New apartment and condo towers and buildings have seemingly sprung up on every street corner in Boston over the past decade.

But after slowing dramatically during the last half of 2022, new residential construction has all but ground to a halt in the first few months of the year.

Just a couple hundred building permits, mainly for two- or three-family homes or small rental buildings, were issued in the Hub through mid-March, according to a review of city records by Contrarian Boston.

gray and brown crane on top of building
Photo by Bernard Hermant on Unsplash

That’s compared to more than 1,000 during the same period last year in early 2022. We didn’t include public housing - such as the extensive renovations of a couple hundred units at the Mildred C. Hailey Apartments in Jamaica Plain - as we were looking to gauge the health of the private sector.

The drop in construction comes as rents and prices in Boston remain at sky high levels, with even the new construction of recent years unable to move the needle yet after decades of stagnation.
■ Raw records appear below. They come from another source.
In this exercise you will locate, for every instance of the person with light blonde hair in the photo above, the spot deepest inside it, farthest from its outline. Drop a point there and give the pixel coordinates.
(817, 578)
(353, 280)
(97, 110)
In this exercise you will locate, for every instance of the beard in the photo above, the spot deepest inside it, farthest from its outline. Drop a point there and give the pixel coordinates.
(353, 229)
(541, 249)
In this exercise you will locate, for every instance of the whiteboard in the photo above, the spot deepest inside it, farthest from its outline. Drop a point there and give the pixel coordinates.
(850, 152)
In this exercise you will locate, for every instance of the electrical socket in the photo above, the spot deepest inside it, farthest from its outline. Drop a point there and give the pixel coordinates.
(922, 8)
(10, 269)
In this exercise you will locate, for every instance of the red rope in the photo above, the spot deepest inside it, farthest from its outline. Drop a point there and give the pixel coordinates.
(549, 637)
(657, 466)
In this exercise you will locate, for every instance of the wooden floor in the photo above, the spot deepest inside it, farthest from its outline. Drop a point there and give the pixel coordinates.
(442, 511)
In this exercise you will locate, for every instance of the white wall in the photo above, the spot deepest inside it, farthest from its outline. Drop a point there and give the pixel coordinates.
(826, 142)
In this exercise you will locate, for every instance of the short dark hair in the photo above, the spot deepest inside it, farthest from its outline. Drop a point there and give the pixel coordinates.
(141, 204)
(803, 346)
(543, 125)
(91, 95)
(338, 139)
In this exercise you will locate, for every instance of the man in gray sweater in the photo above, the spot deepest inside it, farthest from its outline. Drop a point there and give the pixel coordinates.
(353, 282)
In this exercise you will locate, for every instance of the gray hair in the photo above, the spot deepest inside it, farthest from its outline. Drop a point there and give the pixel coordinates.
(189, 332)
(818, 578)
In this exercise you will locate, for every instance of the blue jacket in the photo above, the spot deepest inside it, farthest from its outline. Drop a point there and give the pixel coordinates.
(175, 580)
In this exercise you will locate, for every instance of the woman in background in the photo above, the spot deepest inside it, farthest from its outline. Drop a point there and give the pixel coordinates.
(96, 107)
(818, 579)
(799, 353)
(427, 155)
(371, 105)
Meanwhile, surging interest rates, high inflation and economic uncertainty has left many developers and contractors on the sidelines, unable to land financing for new projects or unwilling take the risk.

The Wu administration’s push to require developers to include a significantly higher number of money-losing subsidized units in each new condo or rental building, as well as its campaign to bring back rent control, has clearly unnerved some real estate players as well.

“Developers are scared to death of those policies,” said one observer who works closely with the sector.

A city spokesperson did not respond to CB’s request for comment by our deadline.